On December 17, Meghan McCain took to Instagram to talk about her later father, former Senator John McCain.
McCain passed away just four months ago on August 25 after a battle with a brain tumor known as Glioblastoma.
His youngest daughter, Meghan, took to social media to reveal that she is still grieving the loss of her beloved father:
She began by writing:
For some reason I cried yesterday at the realization that I’m never going to see you rush downstairs again like you always used to do in the capitol. It’s a strange thing to get upset over. You were always in a hurry and would walk down with this almost canter/hop because of your inability to bend your knee. It was always entertaining to watch and it occurred to me that you might be the only person in the world that moved down a staircase like that.
The 34-year-old then admitted that she still waits for her father to call her and for the moment when they’ll meet each other to celebrate Christmas.
Meghan admitted that those are just a few things she’ll be waiting for for the rest of her life. She continued:
I’m still waiting for you to call me on my phone, I’m still waiting to get on a flight to meet you for Christmas, I’m still waiting to be woken up from this bizarre nightmare/coma that was the last year watching what happens to a person who fights glioblastoma. I’m still waiting for a lot of things and guess I probably will be for the rest of my life… 113 days.

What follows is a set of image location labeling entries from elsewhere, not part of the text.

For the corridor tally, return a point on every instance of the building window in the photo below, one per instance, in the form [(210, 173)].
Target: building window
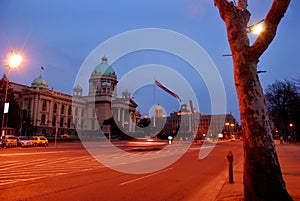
[(69, 122), (70, 110), (44, 105), (61, 122), (54, 108), (82, 112), (43, 119), (62, 109), (54, 121)]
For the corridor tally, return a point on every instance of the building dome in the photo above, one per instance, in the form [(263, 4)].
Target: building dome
[(126, 94), (77, 88), (104, 68), (39, 82), (159, 111)]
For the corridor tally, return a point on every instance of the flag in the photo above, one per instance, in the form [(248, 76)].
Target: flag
[(167, 90)]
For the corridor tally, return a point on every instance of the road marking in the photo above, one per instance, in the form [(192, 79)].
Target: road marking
[(144, 177), (33, 153)]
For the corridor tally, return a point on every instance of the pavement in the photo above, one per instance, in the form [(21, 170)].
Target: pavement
[(289, 159)]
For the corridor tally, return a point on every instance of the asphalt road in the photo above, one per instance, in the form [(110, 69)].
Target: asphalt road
[(69, 172)]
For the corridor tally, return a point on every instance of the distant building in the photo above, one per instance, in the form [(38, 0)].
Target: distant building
[(213, 125), (45, 111)]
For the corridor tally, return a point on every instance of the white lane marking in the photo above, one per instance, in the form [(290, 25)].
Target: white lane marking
[(144, 177)]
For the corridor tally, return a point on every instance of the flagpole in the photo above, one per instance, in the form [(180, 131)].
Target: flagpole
[(154, 102)]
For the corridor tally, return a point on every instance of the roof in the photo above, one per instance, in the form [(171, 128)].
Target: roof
[(104, 68)]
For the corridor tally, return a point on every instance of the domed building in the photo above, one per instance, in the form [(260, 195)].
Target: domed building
[(49, 112), (102, 103)]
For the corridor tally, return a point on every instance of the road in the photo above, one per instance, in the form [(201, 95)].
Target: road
[(69, 172)]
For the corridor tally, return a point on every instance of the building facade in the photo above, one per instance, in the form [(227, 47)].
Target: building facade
[(48, 112)]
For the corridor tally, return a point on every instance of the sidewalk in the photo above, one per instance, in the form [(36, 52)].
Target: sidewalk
[(289, 158)]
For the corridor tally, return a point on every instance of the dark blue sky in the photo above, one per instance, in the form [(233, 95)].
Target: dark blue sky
[(61, 34)]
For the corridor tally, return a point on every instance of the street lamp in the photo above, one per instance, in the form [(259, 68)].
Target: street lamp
[(14, 60)]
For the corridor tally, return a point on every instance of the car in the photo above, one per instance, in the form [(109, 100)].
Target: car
[(39, 141), (23, 141), (146, 143), (8, 141)]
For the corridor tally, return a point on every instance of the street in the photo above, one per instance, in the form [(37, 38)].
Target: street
[(69, 172)]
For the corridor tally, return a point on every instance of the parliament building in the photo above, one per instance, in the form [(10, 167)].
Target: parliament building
[(48, 112)]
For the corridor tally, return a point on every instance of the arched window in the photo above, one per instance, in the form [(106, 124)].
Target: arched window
[(44, 105), (43, 119), (54, 107)]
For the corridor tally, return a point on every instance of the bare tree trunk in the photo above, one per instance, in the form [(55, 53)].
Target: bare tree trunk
[(262, 175)]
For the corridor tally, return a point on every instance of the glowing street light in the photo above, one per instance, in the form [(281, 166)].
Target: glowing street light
[(256, 28), (14, 60)]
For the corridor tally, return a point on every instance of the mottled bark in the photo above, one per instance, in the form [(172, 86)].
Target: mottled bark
[(262, 175)]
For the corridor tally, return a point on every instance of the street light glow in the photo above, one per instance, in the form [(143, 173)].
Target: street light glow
[(15, 59), (257, 29)]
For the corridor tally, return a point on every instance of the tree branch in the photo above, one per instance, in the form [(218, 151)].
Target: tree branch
[(271, 22)]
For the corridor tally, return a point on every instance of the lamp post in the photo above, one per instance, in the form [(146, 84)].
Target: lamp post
[(14, 61)]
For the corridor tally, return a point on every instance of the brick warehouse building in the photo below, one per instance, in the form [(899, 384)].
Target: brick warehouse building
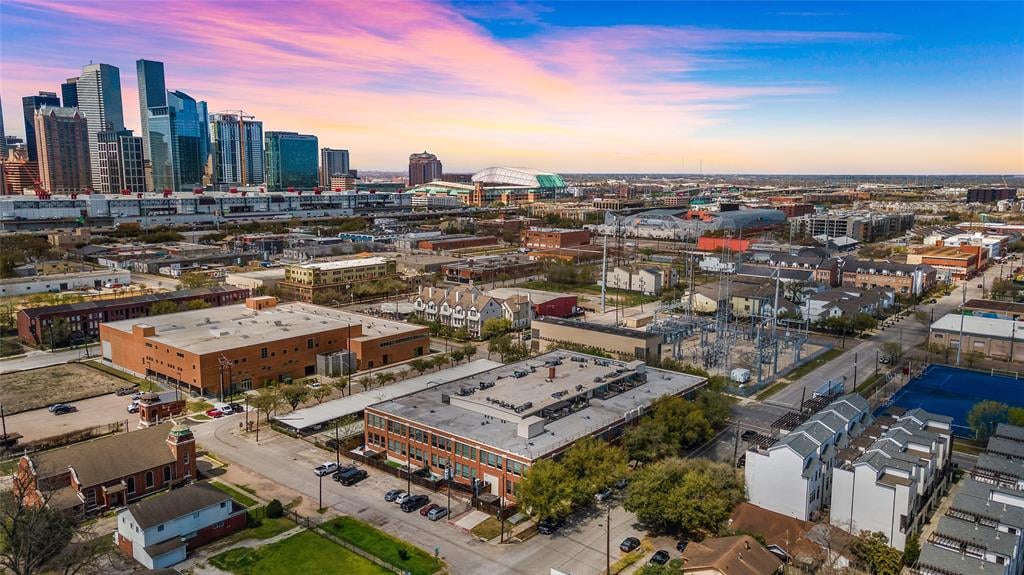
[(33, 323), (491, 427), (109, 472), (243, 347)]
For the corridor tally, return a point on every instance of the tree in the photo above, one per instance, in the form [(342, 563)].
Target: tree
[(321, 393), (594, 465), (686, 495), (195, 279), (546, 491), (197, 304), (985, 415), (496, 326), (162, 307), (872, 550)]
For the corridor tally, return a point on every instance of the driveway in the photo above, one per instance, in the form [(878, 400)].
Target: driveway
[(578, 548)]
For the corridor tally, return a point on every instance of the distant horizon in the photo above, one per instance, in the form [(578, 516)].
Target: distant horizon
[(654, 87)]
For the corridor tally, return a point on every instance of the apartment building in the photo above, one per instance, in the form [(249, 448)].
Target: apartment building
[(318, 281), (794, 475), (890, 479)]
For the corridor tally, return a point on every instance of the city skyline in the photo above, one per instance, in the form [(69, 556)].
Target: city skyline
[(574, 87)]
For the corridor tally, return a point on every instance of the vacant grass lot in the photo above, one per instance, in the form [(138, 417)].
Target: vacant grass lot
[(382, 545), (23, 391), (303, 553)]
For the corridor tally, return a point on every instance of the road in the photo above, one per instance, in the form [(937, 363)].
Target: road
[(37, 358), (907, 330), (578, 548)]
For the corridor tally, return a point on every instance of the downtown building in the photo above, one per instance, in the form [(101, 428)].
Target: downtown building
[(237, 144), (99, 100), (121, 163), (491, 427), (62, 148), (291, 161)]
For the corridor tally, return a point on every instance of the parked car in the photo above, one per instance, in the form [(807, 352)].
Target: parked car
[(350, 476), (549, 526), (326, 469), (414, 502), (62, 408), (660, 557), (436, 513)]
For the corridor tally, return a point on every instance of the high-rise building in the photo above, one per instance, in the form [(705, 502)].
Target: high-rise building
[(69, 92), (237, 142), (333, 162), (99, 100), (177, 142), (121, 164), (19, 173), (423, 168), (30, 104), (152, 93), (62, 144), (291, 160)]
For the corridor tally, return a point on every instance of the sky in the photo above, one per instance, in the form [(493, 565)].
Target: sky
[(646, 87)]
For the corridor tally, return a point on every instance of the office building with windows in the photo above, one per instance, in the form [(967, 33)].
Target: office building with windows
[(62, 148), (31, 104), (99, 100), (291, 160)]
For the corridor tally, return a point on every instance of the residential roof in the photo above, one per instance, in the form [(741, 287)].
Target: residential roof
[(164, 507), (739, 555), (108, 458)]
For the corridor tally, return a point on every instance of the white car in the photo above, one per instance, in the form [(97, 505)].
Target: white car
[(326, 469)]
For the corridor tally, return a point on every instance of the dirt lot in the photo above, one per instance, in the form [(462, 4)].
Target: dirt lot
[(38, 388)]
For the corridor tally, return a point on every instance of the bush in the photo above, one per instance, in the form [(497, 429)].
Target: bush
[(274, 509)]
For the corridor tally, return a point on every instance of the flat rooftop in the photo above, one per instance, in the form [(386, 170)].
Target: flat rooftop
[(215, 329), (568, 406)]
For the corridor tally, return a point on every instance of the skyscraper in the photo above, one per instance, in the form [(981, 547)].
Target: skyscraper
[(237, 142), (291, 160), (30, 104), (99, 100), (423, 168), (332, 162), (69, 92), (120, 162), (177, 142), (62, 144), (152, 93)]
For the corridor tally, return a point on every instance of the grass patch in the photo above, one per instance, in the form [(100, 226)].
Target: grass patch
[(487, 529), (236, 494), (303, 553), (814, 364), (382, 545)]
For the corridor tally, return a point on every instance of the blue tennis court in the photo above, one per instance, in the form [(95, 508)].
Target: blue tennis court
[(952, 392)]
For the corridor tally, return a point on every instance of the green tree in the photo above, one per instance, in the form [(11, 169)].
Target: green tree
[(686, 495), (294, 394), (872, 550), (594, 465), (162, 307), (547, 490), (985, 415), (194, 279)]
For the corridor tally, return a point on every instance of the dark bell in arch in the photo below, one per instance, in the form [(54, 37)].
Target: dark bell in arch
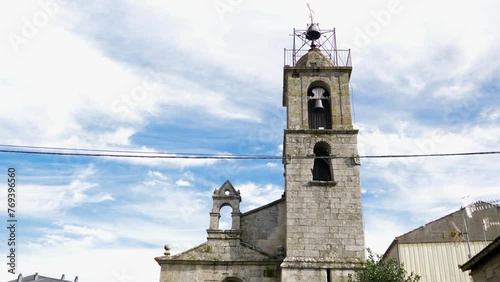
[(313, 32)]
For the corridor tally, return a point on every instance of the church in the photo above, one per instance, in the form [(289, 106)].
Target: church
[(315, 231)]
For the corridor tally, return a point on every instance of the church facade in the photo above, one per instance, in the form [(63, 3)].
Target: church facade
[(315, 231)]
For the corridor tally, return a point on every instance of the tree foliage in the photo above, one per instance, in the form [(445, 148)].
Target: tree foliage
[(376, 269)]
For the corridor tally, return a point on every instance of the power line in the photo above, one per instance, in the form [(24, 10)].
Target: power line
[(165, 155)]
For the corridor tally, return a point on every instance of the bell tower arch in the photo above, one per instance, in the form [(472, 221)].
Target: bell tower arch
[(324, 223), (226, 195)]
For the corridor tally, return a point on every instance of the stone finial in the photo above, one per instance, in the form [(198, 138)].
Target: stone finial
[(167, 250)]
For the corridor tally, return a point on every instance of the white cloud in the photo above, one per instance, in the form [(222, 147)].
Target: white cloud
[(182, 183), (254, 195), (45, 200)]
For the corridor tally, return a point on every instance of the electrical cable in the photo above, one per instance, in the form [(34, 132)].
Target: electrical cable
[(163, 155)]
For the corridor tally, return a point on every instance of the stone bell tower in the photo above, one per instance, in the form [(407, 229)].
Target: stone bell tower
[(324, 223)]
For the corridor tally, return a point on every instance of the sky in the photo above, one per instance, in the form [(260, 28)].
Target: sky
[(205, 77)]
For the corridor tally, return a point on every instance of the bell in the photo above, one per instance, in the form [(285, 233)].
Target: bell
[(318, 106), (313, 32)]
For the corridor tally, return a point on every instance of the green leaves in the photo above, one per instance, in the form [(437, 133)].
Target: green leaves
[(377, 269)]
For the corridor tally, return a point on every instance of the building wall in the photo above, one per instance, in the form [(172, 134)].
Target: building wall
[(438, 262), (324, 219), (265, 228), (488, 272), (218, 271)]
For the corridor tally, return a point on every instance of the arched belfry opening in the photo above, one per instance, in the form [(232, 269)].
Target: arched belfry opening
[(318, 106), (322, 168), (232, 279), (224, 197)]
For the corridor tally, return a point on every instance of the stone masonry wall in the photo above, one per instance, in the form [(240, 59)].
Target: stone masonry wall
[(217, 271), (324, 218), (265, 227)]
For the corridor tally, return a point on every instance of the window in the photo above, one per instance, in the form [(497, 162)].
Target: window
[(318, 108), (322, 166)]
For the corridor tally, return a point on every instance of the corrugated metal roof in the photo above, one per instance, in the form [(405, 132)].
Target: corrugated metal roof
[(438, 262), (40, 278), (432, 231)]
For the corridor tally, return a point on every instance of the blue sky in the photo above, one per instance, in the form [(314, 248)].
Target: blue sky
[(206, 77)]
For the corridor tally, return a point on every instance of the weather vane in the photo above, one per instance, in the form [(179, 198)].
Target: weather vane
[(310, 12)]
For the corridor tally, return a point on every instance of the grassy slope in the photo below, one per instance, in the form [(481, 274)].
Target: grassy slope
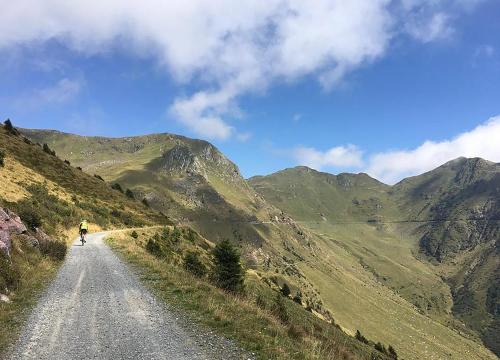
[(61, 195), (336, 281), (238, 317), (374, 257)]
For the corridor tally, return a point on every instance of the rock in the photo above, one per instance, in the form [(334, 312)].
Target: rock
[(10, 223)]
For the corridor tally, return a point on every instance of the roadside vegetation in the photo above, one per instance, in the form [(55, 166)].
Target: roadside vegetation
[(49, 195), (209, 283)]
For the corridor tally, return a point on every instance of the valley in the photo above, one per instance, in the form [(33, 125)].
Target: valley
[(344, 242)]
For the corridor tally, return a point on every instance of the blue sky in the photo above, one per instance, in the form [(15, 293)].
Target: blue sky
[(392, 88)]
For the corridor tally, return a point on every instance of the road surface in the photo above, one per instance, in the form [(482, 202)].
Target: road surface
[(96, 308)]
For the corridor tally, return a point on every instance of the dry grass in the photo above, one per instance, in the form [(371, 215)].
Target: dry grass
[(239, 317)]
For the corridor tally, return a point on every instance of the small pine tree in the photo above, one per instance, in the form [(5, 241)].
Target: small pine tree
[(176, 235), (129, 194), (117, 187), (285, 290), (228, 272), (279, 309), (193, 264), (392, 353), (10, 128), (298, 298), (48, 150)]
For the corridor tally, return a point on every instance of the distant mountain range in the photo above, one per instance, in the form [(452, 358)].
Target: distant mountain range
[(415, 264)]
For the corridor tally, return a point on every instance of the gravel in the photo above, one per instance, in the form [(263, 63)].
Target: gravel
[(96, 308)]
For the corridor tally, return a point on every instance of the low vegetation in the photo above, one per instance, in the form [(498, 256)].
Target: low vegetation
[(261, 319)]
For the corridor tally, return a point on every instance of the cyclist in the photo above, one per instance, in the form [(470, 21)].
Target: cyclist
[(84, 228)]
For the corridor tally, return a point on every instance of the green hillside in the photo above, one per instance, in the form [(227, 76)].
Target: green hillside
[(321, 234), (441, 226)]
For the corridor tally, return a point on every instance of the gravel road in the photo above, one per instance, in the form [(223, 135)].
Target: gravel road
[(96, 308)]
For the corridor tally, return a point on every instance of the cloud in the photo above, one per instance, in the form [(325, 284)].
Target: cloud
[(223, 49), (392, 166), (63, 91), (430, 29), (341, 156)]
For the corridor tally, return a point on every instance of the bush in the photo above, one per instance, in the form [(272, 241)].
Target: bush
[(30, 216), (381, 348), (261, 302), (47, 149), (279, 309), (361, 338), (193, 264), (154, 248), (117, 187), (129, 193), (54, 249), (298, 298), (392, 353), (285, 290), (10, 128), (228, 272)]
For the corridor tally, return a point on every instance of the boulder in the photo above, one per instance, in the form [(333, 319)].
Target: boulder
[(10, 223)]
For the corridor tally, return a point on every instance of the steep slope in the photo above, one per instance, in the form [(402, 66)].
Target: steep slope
[(449, 214), (462, 198), (51, 197), (195, 184)]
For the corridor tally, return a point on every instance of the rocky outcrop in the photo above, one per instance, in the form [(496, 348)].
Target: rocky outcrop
[(10, 223)]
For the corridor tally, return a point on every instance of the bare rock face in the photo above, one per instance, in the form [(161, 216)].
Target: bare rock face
[(10, 223)]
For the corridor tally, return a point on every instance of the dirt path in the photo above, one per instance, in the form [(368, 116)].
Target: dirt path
[(97, 309)]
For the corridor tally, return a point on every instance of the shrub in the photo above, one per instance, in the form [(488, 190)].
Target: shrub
[(47, 149), (54, 249), (10, 128), (261, 302), (193, 264), (380, 347), (285, 290), (392, 353), (117, 187), (361, 338), (30, 216), (176, 235), (154, 248), (228, 272), (279, 309), (298, 298)]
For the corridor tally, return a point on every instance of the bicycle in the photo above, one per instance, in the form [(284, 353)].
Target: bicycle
[(82, 237)]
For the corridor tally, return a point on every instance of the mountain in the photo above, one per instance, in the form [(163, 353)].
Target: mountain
[(324, 236), (448, 216)]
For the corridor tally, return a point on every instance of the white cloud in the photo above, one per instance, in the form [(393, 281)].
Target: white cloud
[(483, 141), (341, 156), (228, 48), (431, 29), (59, 93)]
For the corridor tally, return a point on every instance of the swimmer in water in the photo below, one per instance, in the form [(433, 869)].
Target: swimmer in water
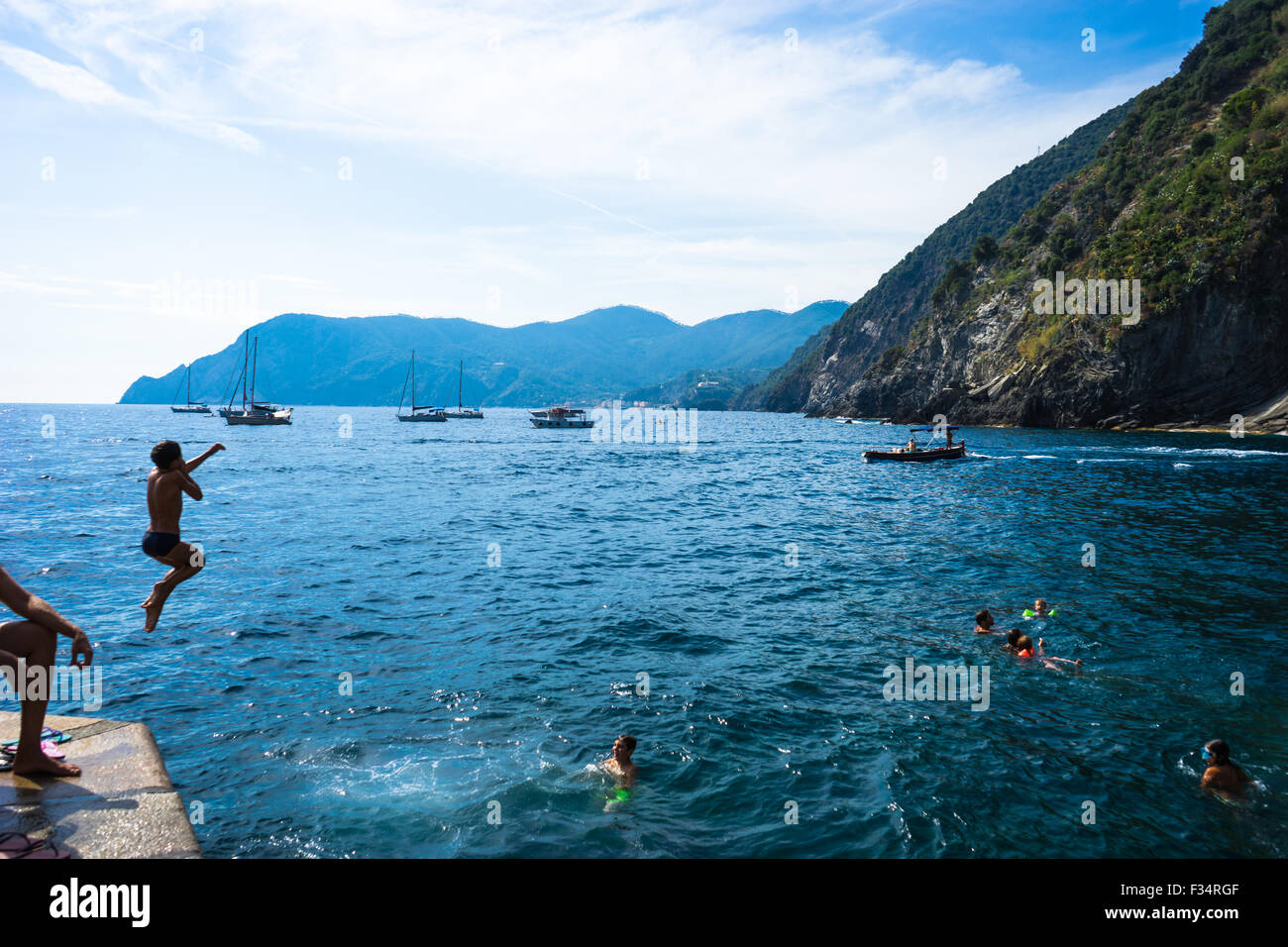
[(1222, 776), (1024, 647), (168, 480), (1048, 659), (619, 763)]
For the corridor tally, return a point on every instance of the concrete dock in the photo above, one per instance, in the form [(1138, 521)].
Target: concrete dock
[(121, 806)]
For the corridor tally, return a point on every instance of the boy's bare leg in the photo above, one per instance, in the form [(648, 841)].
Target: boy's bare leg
[(181, 560), (38, 644)]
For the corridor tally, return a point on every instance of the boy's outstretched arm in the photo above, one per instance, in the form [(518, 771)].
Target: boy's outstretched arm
[(189, 466), (187, 484)]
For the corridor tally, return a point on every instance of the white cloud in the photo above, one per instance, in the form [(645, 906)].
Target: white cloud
[(76, 84)]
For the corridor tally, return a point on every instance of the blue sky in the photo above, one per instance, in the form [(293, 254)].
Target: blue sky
[(172, 171)]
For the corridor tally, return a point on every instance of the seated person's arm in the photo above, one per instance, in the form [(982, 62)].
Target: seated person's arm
[(34, 608)]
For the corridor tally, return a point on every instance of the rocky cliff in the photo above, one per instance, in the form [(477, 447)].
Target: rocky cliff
[(1185, 204)]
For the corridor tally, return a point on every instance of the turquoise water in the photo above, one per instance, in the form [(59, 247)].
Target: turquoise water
[(477, 684)]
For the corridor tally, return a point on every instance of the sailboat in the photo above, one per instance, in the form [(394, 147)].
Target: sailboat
[(189, 407), (462, 411), (254, 411), (419, 412)]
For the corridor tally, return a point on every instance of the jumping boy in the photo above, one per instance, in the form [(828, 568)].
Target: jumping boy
[(167, 482)]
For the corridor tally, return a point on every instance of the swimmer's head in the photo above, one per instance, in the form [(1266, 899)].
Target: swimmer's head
[(1218, 753), (165, 454), (623, 746)]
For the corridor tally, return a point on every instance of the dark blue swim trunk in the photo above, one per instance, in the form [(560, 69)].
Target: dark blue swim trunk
[(159, 544)]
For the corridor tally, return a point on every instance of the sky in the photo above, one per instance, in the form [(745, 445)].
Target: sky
[(174, 170)]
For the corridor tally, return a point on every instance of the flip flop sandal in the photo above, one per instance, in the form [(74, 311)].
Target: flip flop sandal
[(44, 849), (47, 746), (48, 733), (14, 843)]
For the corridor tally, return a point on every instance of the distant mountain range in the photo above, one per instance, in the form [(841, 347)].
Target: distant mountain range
[(318, 360)]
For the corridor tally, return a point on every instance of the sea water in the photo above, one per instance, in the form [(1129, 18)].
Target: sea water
[(419, 639)]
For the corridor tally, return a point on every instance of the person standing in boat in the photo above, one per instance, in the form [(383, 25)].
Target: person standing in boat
[(167, 482)]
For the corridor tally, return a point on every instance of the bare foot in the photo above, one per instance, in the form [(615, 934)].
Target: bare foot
[(39, 764)]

You’re omnipresent in my life, heart and mind Dad and it still doesn’t feel real you aren’t here. I try and remind myself that the intensity of the pain of missing you is important because it is a reminder of how my love for you was so incredibly strong.
According to the Huffington Post, here are a few tips on how to cope with the death of a parent:
Don’t expect to be ready for the natural order of things; you won’t be.
Never let anyone belittle this loss, make you feel guilty for grieving deeply, or hurry you through your grief. You are entitled to feel all of grief’s intricacies and all of grief’s intensity.
Grieving for a parent, like all grief, can be exhausting emotionally, physically and spiritually. Be kind to yourself.
This work of grief takes time; the process must not be hurried. And it is never entirely over.
Even as an adult, don’t be surprised by feelings of abandonment and uncertainty that you experience.
After they are gone your parents will continue to be a part of your life, just in a different sense. You will always be their son or daughter.
Grief does not end. Rather grief comes and goes. And then it comes again.
If you feel the need, seek out support from others who’ve been there, a friend who cares, or a professional who can help guide you through the work of grief.
The proud daughter concluded “that the pain I carry is the trade off I made for loving someone so purely and I wouldn’t change a thing about it, even now. I love you forever. Stay with me.”